The proportional hazards model adjusted for age, gender, BMI, Hispanic ethnicity, and baseline fibrosis stage found type 2 diabetes an independent predictor of fibrosis progression in adults with NAFLD (hazard ratio [HR] 1.69, 95% confidence interval [CI]) 1.17 TO 2.43, P = 0.005). Fibrosis would progress almost 1 stage over 12 years in people with NAFLD and baseline diabetes versus three quarters of a stage over 12 years in those without diabetes (+0.93 vs +0.76). After adjustments for the same variables, HbA1c (the diabetes measure) above versus below 7.0% did not predict fibrosis progression.
In an analysis excluding incident (newly diagnosed) diabetes during the study period, people with baseline diabetes ran a 73% higher risk of progressing at least 1 stage than people without baseline diabetes (adjusted HR 1.73, 95% CI 1.13 to 2.65, P = 0.01).

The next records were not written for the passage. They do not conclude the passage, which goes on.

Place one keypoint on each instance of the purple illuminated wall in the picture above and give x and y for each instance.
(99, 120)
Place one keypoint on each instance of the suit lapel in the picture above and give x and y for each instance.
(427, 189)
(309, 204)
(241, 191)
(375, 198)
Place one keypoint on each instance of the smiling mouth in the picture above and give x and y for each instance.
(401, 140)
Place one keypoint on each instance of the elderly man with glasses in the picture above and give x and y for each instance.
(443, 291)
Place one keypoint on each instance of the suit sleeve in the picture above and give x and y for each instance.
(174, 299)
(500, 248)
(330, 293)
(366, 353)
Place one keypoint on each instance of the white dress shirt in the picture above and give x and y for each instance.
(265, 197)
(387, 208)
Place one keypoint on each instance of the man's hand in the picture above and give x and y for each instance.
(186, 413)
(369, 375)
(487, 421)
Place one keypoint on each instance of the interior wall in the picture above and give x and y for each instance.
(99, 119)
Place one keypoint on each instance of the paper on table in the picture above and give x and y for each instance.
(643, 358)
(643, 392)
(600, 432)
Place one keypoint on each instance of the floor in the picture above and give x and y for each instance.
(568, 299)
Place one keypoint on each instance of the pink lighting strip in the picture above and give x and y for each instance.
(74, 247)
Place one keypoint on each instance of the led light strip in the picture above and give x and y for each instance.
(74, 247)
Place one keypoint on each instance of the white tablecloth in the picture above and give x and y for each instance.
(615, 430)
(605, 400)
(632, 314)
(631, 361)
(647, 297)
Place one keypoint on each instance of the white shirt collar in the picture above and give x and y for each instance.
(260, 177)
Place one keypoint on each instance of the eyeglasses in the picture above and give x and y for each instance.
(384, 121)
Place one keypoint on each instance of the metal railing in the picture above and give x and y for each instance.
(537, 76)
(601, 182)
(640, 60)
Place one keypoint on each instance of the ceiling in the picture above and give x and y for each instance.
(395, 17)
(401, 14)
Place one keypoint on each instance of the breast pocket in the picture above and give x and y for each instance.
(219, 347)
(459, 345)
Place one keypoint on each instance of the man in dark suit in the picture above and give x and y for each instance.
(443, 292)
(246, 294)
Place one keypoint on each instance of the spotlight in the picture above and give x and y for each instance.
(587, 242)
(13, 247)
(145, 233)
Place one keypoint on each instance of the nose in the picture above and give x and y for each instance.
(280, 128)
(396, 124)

Overall fibrosis regression rate in this whole group with NAFLD stood at -0.13 stage per year to yield an average regression of 1 stage over 7.7 years. Regression rates proved similar in people with and without baseline type 2 diabetes: -0.13 and -0.14 stage per year, or 1 stage over 7.7 years in people with baseline diabetes and 1 stage over 7.1 years in those without diabetes.
On the basis of these results, the NASH CRN team proposed "patients with NAFLD and diabetes may require more frequent monitoring for disease progression" than NAFLD patients without diabetes.
1. Huang D, Wilson LA, Behling C, et al. Fibrosis progression rate among diabetic versus non-diabetic patients with biopsy-proven nonalcoholic fatty liver disease: a multicenter prospective study. AASLD-The Liver Meeting, November 4-8, 2022, Washington, DC. Abstract 10.